Never get tired of doing little things for your partner. Sometimes, those little things occupy the biggest part of their heart. — John Gottman
Premarital counseling is a great investment for couples committing to doing “those little things” and big things, such as committing to spend the rest of your lives together. As a PACT therapist (Psychobiological Approach to Couple Therapy) my job, among others, is to help you two better understand each other. That is, how have developmental experiences shaped each partner and how does this shape the relationship.
If you two have agreed to a future marriage, you probably know a lot about each other’s personality, values, and hopefully what makes each other feel loved. However, below our personalities are nervous systems scanning for threats to connection and primacy to our partner. Thus, important questions for you to know:
- How do we respond to threat?
- How do we respond when stressed?
- What are our attitudes toward dependency?

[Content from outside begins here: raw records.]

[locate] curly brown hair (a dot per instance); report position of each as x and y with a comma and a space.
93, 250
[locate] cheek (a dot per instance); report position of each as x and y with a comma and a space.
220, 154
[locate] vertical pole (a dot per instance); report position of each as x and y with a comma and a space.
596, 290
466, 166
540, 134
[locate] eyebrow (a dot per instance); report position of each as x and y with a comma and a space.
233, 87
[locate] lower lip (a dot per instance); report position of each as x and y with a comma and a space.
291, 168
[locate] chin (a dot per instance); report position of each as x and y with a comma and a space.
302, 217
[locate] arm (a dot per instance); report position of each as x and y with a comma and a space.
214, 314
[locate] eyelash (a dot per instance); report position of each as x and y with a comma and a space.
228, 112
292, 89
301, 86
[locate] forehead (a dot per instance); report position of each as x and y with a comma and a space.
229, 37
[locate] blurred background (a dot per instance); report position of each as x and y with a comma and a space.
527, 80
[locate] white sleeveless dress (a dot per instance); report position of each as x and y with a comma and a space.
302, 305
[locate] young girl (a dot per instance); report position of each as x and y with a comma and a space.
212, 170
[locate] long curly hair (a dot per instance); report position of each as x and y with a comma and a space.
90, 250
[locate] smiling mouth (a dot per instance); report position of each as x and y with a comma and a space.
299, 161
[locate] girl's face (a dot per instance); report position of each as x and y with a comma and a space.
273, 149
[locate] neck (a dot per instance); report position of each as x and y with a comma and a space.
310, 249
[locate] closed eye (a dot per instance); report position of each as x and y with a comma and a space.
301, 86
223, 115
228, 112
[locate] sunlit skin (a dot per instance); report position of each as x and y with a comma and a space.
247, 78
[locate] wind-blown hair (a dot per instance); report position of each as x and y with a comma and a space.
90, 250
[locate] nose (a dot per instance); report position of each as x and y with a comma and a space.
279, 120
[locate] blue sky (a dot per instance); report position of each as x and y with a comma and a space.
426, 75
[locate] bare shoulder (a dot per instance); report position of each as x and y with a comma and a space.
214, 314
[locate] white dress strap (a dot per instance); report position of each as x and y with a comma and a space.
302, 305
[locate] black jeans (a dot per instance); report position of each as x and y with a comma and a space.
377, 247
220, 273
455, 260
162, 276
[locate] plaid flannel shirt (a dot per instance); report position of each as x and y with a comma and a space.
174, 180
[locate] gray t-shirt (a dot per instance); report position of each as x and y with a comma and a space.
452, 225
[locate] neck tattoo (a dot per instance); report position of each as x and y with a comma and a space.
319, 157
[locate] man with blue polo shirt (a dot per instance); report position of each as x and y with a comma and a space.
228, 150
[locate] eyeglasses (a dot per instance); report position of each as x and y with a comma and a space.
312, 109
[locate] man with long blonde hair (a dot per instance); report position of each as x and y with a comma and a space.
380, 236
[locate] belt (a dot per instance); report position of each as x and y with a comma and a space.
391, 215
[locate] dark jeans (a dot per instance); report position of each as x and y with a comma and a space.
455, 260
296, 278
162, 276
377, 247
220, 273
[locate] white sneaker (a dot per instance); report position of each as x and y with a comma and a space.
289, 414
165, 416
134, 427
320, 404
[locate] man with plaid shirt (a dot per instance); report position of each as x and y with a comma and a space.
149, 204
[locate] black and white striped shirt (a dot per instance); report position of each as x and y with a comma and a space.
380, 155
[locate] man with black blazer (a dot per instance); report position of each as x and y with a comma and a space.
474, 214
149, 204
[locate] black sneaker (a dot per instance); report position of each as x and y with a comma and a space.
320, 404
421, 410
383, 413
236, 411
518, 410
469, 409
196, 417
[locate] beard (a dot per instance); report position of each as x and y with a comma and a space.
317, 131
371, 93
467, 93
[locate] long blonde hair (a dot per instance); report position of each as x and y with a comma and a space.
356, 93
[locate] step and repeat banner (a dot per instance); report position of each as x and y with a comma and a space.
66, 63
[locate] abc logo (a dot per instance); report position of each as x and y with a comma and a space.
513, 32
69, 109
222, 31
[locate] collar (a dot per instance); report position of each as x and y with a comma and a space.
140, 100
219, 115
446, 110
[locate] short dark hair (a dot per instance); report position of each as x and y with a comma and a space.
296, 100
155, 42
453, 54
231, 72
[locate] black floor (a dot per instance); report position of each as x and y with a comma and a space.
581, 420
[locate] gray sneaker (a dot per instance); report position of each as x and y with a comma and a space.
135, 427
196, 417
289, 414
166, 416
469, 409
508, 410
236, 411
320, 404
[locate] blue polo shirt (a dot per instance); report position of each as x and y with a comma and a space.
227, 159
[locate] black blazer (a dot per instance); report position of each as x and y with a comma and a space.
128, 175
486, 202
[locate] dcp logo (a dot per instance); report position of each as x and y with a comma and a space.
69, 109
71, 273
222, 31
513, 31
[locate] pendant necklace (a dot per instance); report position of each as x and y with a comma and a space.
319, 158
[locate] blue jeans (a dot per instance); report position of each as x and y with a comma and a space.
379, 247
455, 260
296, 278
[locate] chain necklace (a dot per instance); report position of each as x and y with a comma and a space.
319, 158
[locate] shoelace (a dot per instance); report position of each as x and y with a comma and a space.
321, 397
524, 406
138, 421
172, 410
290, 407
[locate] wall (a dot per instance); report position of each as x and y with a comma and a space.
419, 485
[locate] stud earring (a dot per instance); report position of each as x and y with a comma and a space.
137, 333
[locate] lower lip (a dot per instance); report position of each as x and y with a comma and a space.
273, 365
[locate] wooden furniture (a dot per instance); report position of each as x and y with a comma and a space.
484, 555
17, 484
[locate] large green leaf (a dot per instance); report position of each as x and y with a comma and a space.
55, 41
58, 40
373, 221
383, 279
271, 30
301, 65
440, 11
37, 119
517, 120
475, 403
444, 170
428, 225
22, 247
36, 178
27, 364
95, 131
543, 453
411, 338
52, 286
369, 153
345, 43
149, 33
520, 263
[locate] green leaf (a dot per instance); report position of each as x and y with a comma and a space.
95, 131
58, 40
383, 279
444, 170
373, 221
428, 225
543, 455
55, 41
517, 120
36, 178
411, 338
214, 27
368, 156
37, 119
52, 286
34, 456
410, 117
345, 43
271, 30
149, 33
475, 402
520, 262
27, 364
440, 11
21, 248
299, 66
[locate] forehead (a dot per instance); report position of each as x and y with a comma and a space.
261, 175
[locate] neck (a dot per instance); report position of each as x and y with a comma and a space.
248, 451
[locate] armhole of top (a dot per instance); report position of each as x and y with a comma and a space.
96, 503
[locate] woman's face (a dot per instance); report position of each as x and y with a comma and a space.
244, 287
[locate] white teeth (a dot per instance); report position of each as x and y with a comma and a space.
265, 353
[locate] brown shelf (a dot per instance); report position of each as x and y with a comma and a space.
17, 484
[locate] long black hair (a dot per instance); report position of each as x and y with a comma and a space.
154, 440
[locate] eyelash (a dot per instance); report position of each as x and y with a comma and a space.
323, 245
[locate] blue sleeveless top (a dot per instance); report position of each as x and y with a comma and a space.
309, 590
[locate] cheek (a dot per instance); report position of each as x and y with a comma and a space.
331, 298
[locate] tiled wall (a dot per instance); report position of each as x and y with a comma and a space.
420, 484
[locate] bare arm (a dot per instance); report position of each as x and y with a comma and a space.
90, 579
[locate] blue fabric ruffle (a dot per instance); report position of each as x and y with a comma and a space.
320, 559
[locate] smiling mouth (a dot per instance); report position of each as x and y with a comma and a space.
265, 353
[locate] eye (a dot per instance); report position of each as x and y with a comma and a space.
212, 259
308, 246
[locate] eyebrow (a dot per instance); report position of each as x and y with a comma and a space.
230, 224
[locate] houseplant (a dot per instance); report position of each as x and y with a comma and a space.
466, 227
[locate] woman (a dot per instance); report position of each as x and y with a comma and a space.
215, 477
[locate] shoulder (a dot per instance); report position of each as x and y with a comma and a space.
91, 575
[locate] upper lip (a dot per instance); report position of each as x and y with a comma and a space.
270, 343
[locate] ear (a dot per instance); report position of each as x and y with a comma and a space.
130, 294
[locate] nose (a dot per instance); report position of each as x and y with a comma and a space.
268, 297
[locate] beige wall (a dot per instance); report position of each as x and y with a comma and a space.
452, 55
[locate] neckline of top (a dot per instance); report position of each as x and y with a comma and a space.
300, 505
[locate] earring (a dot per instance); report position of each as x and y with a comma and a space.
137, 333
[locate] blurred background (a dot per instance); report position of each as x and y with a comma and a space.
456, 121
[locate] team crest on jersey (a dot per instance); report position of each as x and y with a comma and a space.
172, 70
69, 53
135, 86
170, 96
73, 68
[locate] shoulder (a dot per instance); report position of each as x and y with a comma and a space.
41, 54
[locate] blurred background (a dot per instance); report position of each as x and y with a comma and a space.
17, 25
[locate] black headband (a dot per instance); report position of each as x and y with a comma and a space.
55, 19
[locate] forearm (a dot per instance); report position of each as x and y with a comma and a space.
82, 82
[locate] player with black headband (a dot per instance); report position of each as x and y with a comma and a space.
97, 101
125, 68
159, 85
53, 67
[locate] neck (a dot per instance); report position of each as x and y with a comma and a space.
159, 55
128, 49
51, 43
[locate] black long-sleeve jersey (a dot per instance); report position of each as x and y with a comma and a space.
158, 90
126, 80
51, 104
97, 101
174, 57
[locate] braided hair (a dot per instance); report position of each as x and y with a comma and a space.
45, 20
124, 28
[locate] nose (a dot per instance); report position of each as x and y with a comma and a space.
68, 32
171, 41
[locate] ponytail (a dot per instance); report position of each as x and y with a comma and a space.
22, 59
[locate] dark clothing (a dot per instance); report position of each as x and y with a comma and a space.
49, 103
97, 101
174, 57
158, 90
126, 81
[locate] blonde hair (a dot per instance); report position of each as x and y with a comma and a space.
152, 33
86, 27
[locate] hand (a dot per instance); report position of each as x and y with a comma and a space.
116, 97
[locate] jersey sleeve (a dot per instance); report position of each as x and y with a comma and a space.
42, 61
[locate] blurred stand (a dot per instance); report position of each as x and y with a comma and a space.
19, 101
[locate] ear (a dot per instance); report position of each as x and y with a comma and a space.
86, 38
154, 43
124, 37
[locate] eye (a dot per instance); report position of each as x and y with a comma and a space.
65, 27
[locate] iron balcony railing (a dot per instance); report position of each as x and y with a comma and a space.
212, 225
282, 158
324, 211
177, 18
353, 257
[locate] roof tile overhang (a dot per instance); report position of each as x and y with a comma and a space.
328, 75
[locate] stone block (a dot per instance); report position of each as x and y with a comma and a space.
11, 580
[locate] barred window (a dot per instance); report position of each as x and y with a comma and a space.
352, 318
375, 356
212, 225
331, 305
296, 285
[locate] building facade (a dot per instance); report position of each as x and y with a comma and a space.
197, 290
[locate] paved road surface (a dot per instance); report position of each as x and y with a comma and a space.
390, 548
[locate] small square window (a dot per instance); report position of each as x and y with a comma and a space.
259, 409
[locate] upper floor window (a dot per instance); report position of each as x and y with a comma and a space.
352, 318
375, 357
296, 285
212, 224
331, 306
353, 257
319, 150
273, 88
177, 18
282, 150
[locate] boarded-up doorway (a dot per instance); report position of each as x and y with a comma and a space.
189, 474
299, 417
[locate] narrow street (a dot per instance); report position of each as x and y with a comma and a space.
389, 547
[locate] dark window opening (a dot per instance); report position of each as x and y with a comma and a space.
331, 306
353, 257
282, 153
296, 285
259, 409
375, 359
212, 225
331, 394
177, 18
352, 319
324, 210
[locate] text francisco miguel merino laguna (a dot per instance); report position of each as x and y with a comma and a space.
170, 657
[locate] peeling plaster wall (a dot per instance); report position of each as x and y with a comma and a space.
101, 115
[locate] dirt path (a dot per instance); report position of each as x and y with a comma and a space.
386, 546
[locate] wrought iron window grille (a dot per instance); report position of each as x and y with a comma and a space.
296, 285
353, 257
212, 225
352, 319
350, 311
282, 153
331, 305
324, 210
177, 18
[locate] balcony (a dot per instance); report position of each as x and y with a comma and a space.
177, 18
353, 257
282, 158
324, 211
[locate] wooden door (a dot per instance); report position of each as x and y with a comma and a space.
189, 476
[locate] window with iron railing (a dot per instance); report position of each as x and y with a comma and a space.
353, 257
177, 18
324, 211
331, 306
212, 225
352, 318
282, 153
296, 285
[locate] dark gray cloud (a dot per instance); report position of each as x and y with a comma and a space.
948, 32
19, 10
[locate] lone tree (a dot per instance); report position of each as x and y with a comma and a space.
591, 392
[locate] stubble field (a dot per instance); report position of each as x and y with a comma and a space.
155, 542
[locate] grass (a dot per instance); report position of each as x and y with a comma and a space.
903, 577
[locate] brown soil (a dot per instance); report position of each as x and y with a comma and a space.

- How do we manage separations and reunions?
These are some foundational questions that inform my work as a PACT couple therapist.
“Children need attunement to feel secure and to develop well, and throughout our lives we need attunement to feel close and connected.” — Daniel J. Siegel
Infants know that their survival depends on their connection and proximity to their mother. As we mature, our emotional well-being, self-esteem, and security depend on the strength of connection and commitment to our partner. Thus, building a relationship based on true mutuality and security is paramount for emotional health and even physical health. When a secure-functioning relationship is maintained, you two will be able to get in and out of conflict well, and ultimately reap the benefits and joy that come from a healthy relationship.